Sandu, who has pressed the ex-Soviet state's bid to join the European Union, defeated a former prosecutor-general backed by a traditionally pro-Russian party in a vote marred by allegations of election meddling by Moscow, which it denies.
The election also exposed underlying public grievances, and Sandu, who ended up with 55.33 per cent of the overall vote, won only because of strong backing from Moldovans voting from overseas.
Within the country's borders, she lost by a narrow margin.
"I fully understand that this vote was also driven by the need for change - changes that society has been awaiting. I want you to know - I have heard all voices, including the critical ones," Sandu said in a victory speech.
She pledged to be a "president for all of you", asking citizens to look past their grudges and dissatisfaction and unite to protect the country, which she said had been targeted by mass interference at the election.
US President Joe Biden congratulated Sandu on her victory, saying Russia had failed to undermine Moldova's democratic institutions and election processes.
The Moldovan people, Biden said, had "chosen to pursue a path aligned with Europe and democracies everywhere".
Kremlin spokesman Dmitry Peskov delivered a scathing attack on the conduct of Sunday's election at his daily briefing with reporters.
He said hundreds of thousands of Moldovans living in Russia had not been allowed to vote - unlike Moldovans living in the West, whose votes were critical to Sandu's victory.
"These elections were neither democratic nor fair," Peskov said.
"As for Ms Sandu - you know that she is not, in our understanding, the president of her country - because in the country itself, the majority of the population did not vote for her, and we are talking about a very, very divided society. These contradictions will certainly continue," he said.
Russian's Foreign Ministry earlier described the Moldovan contest as "the most undemocratic election campaign in all the years of Moldovan independence".
The Socialist Party that backed her rival in the contest, Alexandr Stoianoglo, said it did not view her presidency as legitimate, calling her the "president of the diaspora" and itself alleging widespread falsification.

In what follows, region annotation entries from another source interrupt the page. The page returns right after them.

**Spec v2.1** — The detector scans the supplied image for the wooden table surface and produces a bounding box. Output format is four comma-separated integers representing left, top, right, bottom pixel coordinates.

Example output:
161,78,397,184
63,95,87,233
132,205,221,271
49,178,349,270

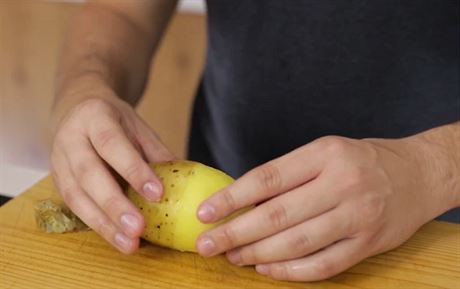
0,177,460,289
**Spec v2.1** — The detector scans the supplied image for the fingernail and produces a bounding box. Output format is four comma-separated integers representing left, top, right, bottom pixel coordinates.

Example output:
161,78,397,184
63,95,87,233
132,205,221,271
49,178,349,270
142,182,161,202
115,233,131,250
227,251,243,266
256,264,268,275
198,204,216,222
120,214,139,234
197,237,216,256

Police and security officials have said millions of dollars of money poured in to buy people's votes, part of a plot by Moscow and pro-Russian fugitive oligarch Ilan Shor to skew the election. Shor also denies any wrongdoing.
As Sunday's vote unfolded, Sandu's security adviser pointed to reports of Moldovans being brought on organised transport from Moscow to polling stations abroad as well as bomb hoaxes at European polling centres possibly aimed at disrupting voting.
Sandu's victory prompted a sigh of relief in Brussels, a week after Georgia, another former Soviet state seeking EU membership, re-elected a ruling party regarded in the West as increasingly pro-Russian.